Peebles sighed and walked over to Karstrel’s still body and began to root through her sack.

“You’re going to leave her here, injured?” Korle walked over to Ami. “Please,” she pleaded, “she needs help!”

Ami turned his eyes toward her and first the first time she felt a shiver of fear at his look. His eyes brooked no argument. Peebles walked up and placed a blue stone in the hand of his brother.

“This is wrong.” He whispered.

“She questioned our authority and leadership and eventually would have become a danger.” Ami murmured back. “WE need people we can trust. And now, we can travel in relative peace.” Peebs nodded, looking down. Ami rested his hand on Peebles’s shoulder.

“Stay with me brother. We’ll make it through this storm.” He glanced over at Korle, who was leaning over Karstrel. “Come on, we should get moving.”

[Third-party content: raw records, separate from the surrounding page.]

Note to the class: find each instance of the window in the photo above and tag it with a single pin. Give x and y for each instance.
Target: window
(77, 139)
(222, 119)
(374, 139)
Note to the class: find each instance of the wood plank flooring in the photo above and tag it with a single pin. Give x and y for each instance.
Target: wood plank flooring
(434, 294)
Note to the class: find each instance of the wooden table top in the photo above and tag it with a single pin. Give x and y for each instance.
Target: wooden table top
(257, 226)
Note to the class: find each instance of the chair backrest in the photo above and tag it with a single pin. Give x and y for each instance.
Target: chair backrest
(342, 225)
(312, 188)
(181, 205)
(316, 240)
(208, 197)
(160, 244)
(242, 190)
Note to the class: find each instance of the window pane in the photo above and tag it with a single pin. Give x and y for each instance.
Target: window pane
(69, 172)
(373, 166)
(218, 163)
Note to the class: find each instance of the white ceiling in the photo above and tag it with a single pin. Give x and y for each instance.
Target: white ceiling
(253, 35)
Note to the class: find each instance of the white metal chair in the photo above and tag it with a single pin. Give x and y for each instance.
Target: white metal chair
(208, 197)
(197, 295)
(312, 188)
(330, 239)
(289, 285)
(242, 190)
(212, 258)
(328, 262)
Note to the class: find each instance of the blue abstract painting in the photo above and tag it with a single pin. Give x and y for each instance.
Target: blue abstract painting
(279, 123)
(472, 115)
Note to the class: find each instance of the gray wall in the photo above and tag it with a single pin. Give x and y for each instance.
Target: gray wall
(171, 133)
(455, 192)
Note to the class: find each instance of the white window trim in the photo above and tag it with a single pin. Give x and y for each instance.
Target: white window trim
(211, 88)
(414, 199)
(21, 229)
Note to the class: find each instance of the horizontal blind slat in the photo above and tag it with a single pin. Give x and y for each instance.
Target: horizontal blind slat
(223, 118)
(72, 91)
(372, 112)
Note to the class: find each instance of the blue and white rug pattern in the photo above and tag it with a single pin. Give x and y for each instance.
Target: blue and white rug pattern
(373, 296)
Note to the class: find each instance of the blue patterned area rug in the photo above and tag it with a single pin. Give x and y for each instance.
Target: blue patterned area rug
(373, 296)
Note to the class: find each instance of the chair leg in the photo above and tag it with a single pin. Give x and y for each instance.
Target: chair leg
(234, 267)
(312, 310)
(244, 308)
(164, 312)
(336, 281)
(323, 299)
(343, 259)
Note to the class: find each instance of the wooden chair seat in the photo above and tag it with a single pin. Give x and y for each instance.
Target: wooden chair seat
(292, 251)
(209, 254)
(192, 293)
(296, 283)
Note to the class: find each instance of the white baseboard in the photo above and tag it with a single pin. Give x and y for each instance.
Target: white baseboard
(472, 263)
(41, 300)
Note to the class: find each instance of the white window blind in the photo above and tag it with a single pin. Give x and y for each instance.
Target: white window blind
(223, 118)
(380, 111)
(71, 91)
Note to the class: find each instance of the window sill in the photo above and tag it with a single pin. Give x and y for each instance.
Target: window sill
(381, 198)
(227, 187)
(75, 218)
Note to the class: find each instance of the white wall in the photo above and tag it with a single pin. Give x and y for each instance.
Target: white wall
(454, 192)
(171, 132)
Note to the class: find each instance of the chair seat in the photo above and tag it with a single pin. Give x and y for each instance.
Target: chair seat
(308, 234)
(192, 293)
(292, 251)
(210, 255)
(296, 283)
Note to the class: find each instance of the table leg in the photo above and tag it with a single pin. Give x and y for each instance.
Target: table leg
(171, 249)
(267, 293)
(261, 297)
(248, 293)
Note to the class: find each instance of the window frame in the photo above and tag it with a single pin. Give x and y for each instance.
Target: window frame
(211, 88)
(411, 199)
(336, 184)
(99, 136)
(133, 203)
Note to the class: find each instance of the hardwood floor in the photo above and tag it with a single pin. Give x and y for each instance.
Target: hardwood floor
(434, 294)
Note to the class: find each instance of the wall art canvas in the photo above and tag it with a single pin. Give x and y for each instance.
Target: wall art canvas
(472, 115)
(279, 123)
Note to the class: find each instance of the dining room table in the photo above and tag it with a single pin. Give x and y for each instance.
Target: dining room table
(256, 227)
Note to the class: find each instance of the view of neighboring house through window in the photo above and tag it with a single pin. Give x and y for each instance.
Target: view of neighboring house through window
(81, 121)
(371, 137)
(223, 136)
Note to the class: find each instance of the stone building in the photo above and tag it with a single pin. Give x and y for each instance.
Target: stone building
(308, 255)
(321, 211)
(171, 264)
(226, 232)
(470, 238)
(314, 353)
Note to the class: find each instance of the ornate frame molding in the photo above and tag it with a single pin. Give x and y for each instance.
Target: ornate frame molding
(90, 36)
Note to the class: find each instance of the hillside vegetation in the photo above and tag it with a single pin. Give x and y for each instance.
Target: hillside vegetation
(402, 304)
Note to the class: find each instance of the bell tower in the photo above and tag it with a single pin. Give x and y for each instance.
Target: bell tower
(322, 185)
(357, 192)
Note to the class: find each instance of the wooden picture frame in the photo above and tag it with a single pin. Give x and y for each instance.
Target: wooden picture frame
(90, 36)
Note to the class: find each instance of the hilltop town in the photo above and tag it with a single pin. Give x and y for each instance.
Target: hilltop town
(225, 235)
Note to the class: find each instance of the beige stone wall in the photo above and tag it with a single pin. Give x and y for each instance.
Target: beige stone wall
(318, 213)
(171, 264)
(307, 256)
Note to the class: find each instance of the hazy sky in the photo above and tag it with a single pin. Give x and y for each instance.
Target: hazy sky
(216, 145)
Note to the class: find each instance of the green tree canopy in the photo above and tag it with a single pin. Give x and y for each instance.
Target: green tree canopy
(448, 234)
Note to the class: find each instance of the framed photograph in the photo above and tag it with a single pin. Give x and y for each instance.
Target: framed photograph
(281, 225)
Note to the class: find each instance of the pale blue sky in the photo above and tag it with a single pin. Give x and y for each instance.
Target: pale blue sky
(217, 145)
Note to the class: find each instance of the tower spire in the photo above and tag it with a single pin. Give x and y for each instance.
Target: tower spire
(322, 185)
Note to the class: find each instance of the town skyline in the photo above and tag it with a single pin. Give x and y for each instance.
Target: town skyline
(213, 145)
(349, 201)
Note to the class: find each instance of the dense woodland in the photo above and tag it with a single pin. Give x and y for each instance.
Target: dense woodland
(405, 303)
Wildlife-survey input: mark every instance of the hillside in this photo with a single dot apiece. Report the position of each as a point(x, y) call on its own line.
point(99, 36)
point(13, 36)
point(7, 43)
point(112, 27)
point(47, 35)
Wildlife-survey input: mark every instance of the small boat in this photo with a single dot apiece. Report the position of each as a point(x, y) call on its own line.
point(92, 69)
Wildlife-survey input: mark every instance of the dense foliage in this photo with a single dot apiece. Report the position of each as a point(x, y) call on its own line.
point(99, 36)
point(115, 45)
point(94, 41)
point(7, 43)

Korle sent a pleading look at Peebs.

He shook his head and murmured. “Come one.” And the young woman who had been abandoned so many times in her life, followed, abandoning one in need for the first time.

***

Karstrel awoke to pain. It filled her, but she felt the headache the most. She wanted to move, just open her eyes, but it was all too painful. A small whimper escaped her lips.

“You’re awake?” the voice sounded distant. “It’s all right, I think. I’ve got this figured out.”

By the time the sentence was finished, she was out again.

The next time she awoke the pain had decreased. All she felt was an ache throughout her body. She opened her slowly, adjusting to her surroundings. It was dark out; the sun had just gone down and there was a lingering remnant of light. She was still in the forest, but it didn’t appear to be the same place she remembered being before. What had happened? She couldn’t really wrap her mind around the days previous to this. It was fuzzy and just out of her reach. Slowly, she sat up. To the left of her was her pack. She reached out to grab it, but cried out in pain. Her muscles were frozen, cramped, and any movement brought sharp pain to the forefront of her mind. Slowly, more carefully she reached out. There was still pain, but it wasn’t a surprise to her and this time she successfully grabbed her bag. Wincing all the while, she dragged it toward and reached her aching hand in and gently rummaged about the sides until she found the secret pocket. She reached in and grasped the small blue stone hidden there.